El problema es que ella no tiene mucha vida social, y mira que lo intenta y es maja con la gente pero es que no "sabe" conservar las amistades. Rápido ve algo que le incomoda y esta muy a la defensiva y se cree que la estan vacilando o cosas asi. Yo la digo que relativice mas y se tranquilice y que disfrute de la vida que son dos dias, pero en el fondo le fastidia.

Ha dejado el grupo que tenia de danza para estar mas con sus padres los sabados al mediodia, que es cuando cada uno vamos a visitar a la familia y es nuestro momento de "estar solos". Pero lo ha dejado por mi, aunque ahora esté en otro grupo los viernes.

Estoy seguro que si tuviera mas vida social/hermanos etc... no habria estos problemas. Ella depende mucho de mi.


----------



## ktos00 (19 Dic 2016)

albordedeunataque dijo:


> Año y medio



¿Y en año y medio no vio por dónde iban los tiros?


----------



## BoinaJet (19 Dic 2016)

Uff, me quedo por aquí a ver el desenlace. Posiblemente para dentro de un tiempo opinar más largo.

Suerte con lo que hagas.


----------



## estrella2009 (19 Dic 2016)

Resumiendo, que has probado eso de vivir en pareja y no te ha gustado.

Poco podemos opinar los demás, solo te hemos oído a ti y tú precisamente no hablas bien de tu pareja.

Tío, se honrado y déjala, no perdáis más tiempo.

Pero hay una cosa que debes saber, con tu actitud jamás podrás vivir ni en pareja ni casado, tú no estás preparado ni dispuesto.


----------



## zumo (19 Dic 2016)

¿En qué trabaja tu novia?. Hay trabajos en que se aguantan muchas humillaciones, demasiadas. Si lo unes a unos padres demasiado, digamos, dictadores, orden y mando, que descargan sus frustraciones también contra la hija, ... 

Quizá haber salido de casa, estos seis meses, la ha ayudado a resetear. Para que cure la herida, primero tiene que salir todo el pus.

Nadie es perfecto o quizá no haya llegado tu momento. Ha sido positivo, la has conocido a tiempo. No conoces a una persona, hasta que vives con ella y aún así, ... Hay muchas parejas, con tropecientos años de novios, que no se conocen. Prefieren amueblar y poner visillos, que arriesgarse en la aventura de la convivencia. 

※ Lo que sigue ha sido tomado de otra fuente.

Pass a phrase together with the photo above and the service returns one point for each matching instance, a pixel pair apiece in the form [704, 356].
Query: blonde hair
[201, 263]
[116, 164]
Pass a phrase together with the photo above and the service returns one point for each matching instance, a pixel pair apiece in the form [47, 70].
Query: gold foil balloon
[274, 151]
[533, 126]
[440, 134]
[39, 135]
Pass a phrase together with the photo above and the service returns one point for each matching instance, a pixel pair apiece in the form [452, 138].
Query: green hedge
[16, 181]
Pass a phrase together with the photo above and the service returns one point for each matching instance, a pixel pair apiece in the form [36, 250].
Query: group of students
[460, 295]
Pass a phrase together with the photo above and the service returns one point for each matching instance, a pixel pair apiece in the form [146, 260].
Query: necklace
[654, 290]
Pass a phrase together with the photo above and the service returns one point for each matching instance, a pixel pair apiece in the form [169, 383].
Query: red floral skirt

Dicen que, cuando se conoce a la persona indicada, cambian tus prioridades, prefieres comer con la novia en casa en pelota picada que quedar de birras con los amigos.


----------



## George A (19 Dic 2016)

Ni que irse a vivir en pareja se traduzca en iniciar una penitencia y viacrucis ad eternum. Simplemente la personalidad de esta chica no es compatible con él. Sólo machos muy Omega estarían dispuestos a tragar con los efectos de tener tal compañera. Lo de que le acusen a uno de machista por descansar en su trono es bandera roja entre otras cosas. Aunque yo me tomaría esto como un halago.

Tome las riendas de su vida y trate de hacerla lo mejor posible, no se trata de egoísmo inmaduro, es que es cargar con una sanguijuela emocional. Huya.

En todo caso me he reído mucho con las descripciones putapénicas de las situaciones a las que quieren someter a este joven con alegría por la vida. LOL


----------



## zumo (19 Dic 2016)

Cortar a pocos días de nochebuena queda como muy hijoputesco, ¿tan insoportable es :: para no poder aguantarlo hasta el dos de enero?.


----------



## PATITOXXL (19 Dic 2016)

Cirujano de hierro dijo:


> Mándala a tomar por culo si valoras más tu salud mental que tener tarifa plana de coño.






A ver, tarifa plana tampoco es. Es más como la tarifa de datos del móvil, unos pocos gigas a full y a partir de ahí te ves negro para sacar algo en claro.


----------



## Fausto1880 (20 Dic 2016)

albordedeunataque dijo:


> Mi pregunta es... Qué tanto por ciento de los hombres casados o arrejuntados se han dejado domesticar?
> 
> Se me pone la piel de gallina porque sé que lo que dices es cierto.
> 
> Por cierto, su padre va siempre pegado a su madre. Donde va ella va el y viceversa. De hecho los hombres de su familia están bastante anulados. Las que llevan la voz cantante son ellas.



Bueno, venga, hasta aquí he leído. Creo que ya es bastante.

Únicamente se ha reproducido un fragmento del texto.